Zowel de kantoren en de opleidingen zijn hierbij aan zet. De kantoren zullen zichzelf moeten transformeren naar een ander verdienmodel. Daarbij kunnen ze IT-software inhuren of zelf ontwikkelen, maar in alle gevallen wordt de controle kennisintensiever. De kantoren zullen meer een onderzoeksmindset moeten ontwikkelen en gebruik leren maken van wetenschappelijke onderzoeksaanpak voor het verbeteren van de controle. Er zullen veel meer gepromoveerde accountants nodig zijn om deze transformatie te faciliteren. De kantoren zullen ook werk moeten maken van gebruik van multidisciplinaire teams, waarbij niet-accountants onderdelen van de controle uitvoeren, zoals belastingen, financiering en personeel. De opleidingen zullen nog meer aandacht moeten gaan besteden aan begrip van business modellen, IT en onderzoeksvaardigheden. De RA opleiding zal steeds meer verworden tot een waardevol basisdiploma, een startpunt, waarbij accountants zich zullen moeten blijven ontwikkelen met bijvoorbeeld een PhD (onderzoek) of MBA (begrip van business modellen en bestuurs- en ondernemersdynamiek).

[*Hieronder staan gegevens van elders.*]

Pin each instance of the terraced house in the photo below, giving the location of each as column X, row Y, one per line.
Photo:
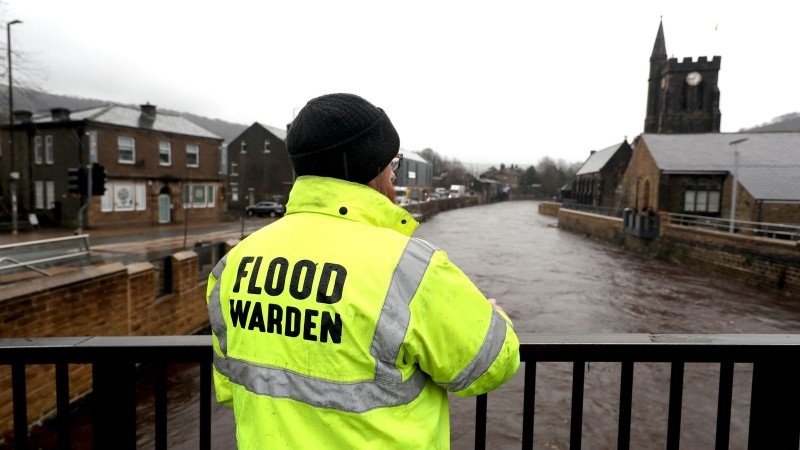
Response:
column 159, row 167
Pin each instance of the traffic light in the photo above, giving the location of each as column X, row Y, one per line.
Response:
column 76, row 180
column 98, row 179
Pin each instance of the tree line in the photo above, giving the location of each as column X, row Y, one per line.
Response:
column 551, row 175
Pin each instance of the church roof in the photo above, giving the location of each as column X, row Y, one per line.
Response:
column 598, row 160
column 660, row 45
column 127, row 116
column 769, row 163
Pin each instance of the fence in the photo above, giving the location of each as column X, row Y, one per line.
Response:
column 41, row 254
column 774, row 414
column 772, row 230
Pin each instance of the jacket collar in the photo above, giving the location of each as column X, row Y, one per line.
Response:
column 348, row 200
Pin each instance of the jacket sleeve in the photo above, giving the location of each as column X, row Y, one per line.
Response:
column 221, row 382
column 456, row 336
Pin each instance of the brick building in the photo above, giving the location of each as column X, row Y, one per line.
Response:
column 257, row 167
column 682, row 96
column 159, row 167
column 598, row 182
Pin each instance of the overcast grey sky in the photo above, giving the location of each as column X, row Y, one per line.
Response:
column 484, row 82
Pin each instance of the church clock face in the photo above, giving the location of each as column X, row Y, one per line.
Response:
column 694, row 78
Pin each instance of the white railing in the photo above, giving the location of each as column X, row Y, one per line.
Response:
column 43, row 252
column 766, row 229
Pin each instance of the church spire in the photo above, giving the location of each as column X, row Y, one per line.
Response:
column 660, row 46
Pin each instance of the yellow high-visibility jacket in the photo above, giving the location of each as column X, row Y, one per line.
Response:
column 334, row 329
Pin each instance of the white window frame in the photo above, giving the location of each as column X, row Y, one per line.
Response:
column 193, row 149
column 164, row 148
column 39, row 194
column 107, row 200
column 37, row 150
column 48, row 149
column 126, row 145
column 211, row 196
column 702, row 201
column 140, row 197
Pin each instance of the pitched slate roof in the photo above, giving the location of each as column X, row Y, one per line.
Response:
column 598, row 160
column 769, row 163
column 131, row 117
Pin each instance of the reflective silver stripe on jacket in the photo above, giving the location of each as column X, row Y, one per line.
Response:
column 387, row 389
column 395, row 315
column 491, row 347
column 355, row 397
column 215, row 318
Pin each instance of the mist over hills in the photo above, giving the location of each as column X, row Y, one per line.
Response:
column 37, row 101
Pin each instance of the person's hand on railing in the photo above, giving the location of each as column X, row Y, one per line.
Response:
column 494, row 304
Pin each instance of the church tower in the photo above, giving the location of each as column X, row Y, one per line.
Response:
column 682, row 97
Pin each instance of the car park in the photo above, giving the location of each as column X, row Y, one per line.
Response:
column 265, row 208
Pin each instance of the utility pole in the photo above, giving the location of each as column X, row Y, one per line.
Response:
column 14, row 175
column 735, row 145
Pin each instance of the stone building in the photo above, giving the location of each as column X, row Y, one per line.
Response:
column 159, row 167
column 682, row 96
column 257, row 167
column 598, row 182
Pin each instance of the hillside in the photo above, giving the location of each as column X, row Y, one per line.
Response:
column 786, row 122
column 35, row 101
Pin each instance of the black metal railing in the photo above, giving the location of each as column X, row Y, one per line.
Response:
column 774, row 411
column 600, row 210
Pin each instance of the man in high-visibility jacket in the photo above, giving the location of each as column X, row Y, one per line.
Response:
column 333, row 327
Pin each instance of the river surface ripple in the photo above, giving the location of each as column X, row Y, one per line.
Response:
column 553, row 281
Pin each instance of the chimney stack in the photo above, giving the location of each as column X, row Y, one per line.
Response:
column 148, row 110
column 59, row 114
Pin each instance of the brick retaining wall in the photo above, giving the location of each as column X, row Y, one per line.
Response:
column 108, row 300
column 757, row 261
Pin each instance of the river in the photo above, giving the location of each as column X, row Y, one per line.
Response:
column 550, row 280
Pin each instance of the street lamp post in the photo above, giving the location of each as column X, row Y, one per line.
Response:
column 14, row 175
column 735, row 145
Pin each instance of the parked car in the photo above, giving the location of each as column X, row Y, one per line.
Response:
column 265, row 208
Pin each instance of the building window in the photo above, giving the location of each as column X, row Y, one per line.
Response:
column 701, row 201
column 124, row 196
column 210, row 197
column 127, row 149
column 39, row 188
column 165, row 153
column 37, row 149
column 48, row 149
column 192, row 155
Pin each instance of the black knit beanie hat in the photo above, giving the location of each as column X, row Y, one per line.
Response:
column 341, row 136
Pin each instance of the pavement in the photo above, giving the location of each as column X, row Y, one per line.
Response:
column 196, row 230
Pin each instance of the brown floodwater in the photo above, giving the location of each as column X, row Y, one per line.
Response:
column 553, row 281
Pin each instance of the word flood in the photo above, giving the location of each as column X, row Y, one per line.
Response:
column 301, row 282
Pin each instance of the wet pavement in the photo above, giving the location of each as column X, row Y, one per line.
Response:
column 553, row 281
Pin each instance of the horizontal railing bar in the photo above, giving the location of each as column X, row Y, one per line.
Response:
column 540, row 347
column 45, row 241
column 106, row 348
column 18, row 264
column 615, row 347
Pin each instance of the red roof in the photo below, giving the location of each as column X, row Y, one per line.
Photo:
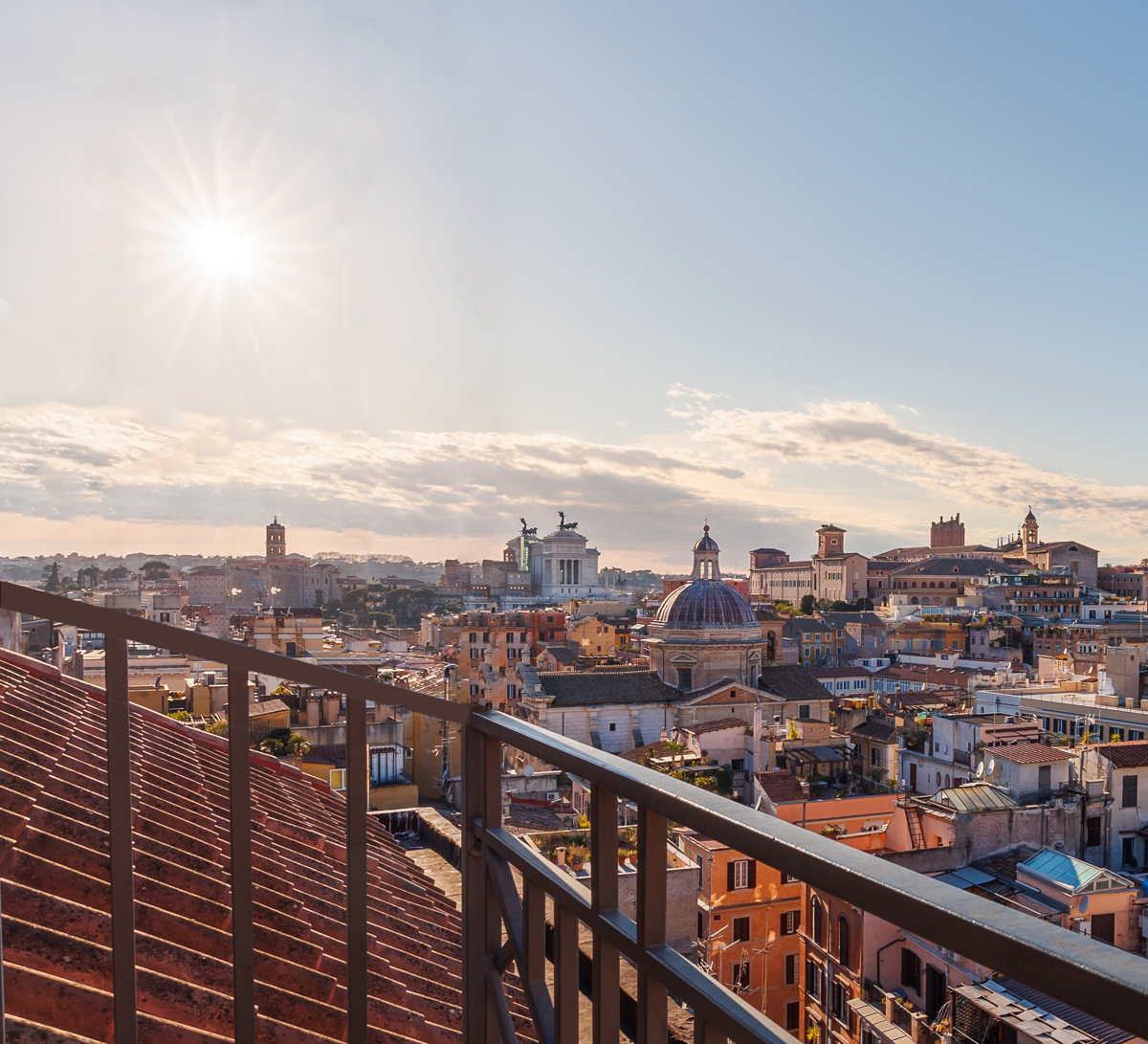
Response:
column 1031, row 753
column 1130, row 753
column 56, row 897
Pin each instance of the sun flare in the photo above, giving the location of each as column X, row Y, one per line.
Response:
column 221, row 250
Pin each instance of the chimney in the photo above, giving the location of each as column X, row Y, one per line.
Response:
column 10, row 630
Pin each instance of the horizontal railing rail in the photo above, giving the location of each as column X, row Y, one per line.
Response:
column 1099, row 980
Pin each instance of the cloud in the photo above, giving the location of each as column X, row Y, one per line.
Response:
column 60, row 462
column 861, row 434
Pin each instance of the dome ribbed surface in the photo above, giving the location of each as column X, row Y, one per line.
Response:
column 705, row 606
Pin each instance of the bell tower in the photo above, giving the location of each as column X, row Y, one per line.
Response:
column 1028, row 531
column 276, row 540
column 830, row 541
column 705, row 557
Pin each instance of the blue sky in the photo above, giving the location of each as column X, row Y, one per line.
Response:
column 408, row 271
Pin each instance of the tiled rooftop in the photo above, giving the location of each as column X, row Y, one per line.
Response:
column 56, row 895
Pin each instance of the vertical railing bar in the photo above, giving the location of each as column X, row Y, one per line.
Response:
column 607, row 973
column 492, row 818
column 653, row 1019
column 566, row 992
column 120, row 838
column 242, row 931
column 356, row 870
column 475, row 986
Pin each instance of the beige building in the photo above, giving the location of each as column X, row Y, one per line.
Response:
column 1077, row 557
column 831, row 573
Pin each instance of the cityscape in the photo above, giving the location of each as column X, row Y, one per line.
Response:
column 539, row 523
column 975, row 713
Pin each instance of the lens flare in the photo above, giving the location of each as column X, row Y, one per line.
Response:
column 221, row 250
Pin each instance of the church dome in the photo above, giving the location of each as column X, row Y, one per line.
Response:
column 707, row 544
column 705, row 606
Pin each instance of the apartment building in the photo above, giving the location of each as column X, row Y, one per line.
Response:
column 749, row 918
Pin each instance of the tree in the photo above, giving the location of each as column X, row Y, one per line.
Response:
column 155, row 569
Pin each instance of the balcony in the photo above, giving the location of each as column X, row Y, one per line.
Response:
column 344, row 877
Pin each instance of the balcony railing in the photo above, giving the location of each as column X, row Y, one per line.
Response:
column 1094, row 977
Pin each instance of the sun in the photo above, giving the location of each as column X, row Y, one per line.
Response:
column 221, row 250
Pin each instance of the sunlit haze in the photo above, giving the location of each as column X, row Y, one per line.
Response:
column 407, row 274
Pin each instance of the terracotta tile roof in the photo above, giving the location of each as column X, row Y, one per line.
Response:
column 717, row 724
column 56, row 896
column 781, row 786
column 1032, row 753
column 876, row 730
column 1132, row 753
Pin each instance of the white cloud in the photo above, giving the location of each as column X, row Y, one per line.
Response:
column 60, row 462
column 861, row 434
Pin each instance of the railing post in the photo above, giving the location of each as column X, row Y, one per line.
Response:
column 606, row 982
column 357, row 793
column 481, row 920
column 653, row 1021
column 242, row 931
column 120, row 838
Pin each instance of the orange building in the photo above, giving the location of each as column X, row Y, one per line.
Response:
column 749, row 916
column 830, row 941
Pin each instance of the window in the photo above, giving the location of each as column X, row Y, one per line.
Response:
column 911, row 969
column 1129, row 791
column 740, row 873
column 790, row 968
column 813, row 979
column 385, row 766
column 839, row 998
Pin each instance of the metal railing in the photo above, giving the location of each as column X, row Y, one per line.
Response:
column 1094, row 977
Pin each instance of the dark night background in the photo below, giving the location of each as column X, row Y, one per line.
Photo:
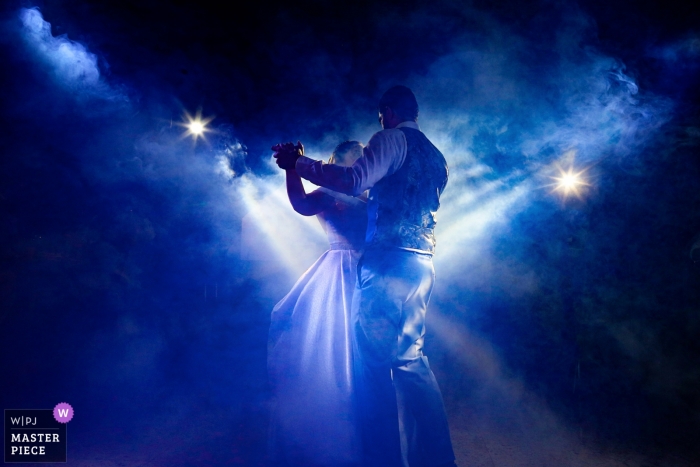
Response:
column 138, row 268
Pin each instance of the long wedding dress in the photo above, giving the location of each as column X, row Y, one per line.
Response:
column 310, row 351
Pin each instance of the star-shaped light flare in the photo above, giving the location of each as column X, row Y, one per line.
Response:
column 196, row 126
column 570, row 182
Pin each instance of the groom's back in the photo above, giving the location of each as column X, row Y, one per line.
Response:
column 407, row 201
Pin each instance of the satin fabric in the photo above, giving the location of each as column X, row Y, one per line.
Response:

Door theoretisering wordt het doel van de accountantscontrole weer aangescherpt en dat kan leiden tot dynamiek in het beroep en een streven om het steeds weer beter te doen. Het takenpakket van de accountant zal veranderen, maar het doel van de accountantscontrole niet, namelijk zekerheid verschaffen over informatie. En hoe meer dit doel centraal staat, hoe relevanter en leuker het beroep wordt!
Plaats een Reactie
Meepraten?Draag gerust bij!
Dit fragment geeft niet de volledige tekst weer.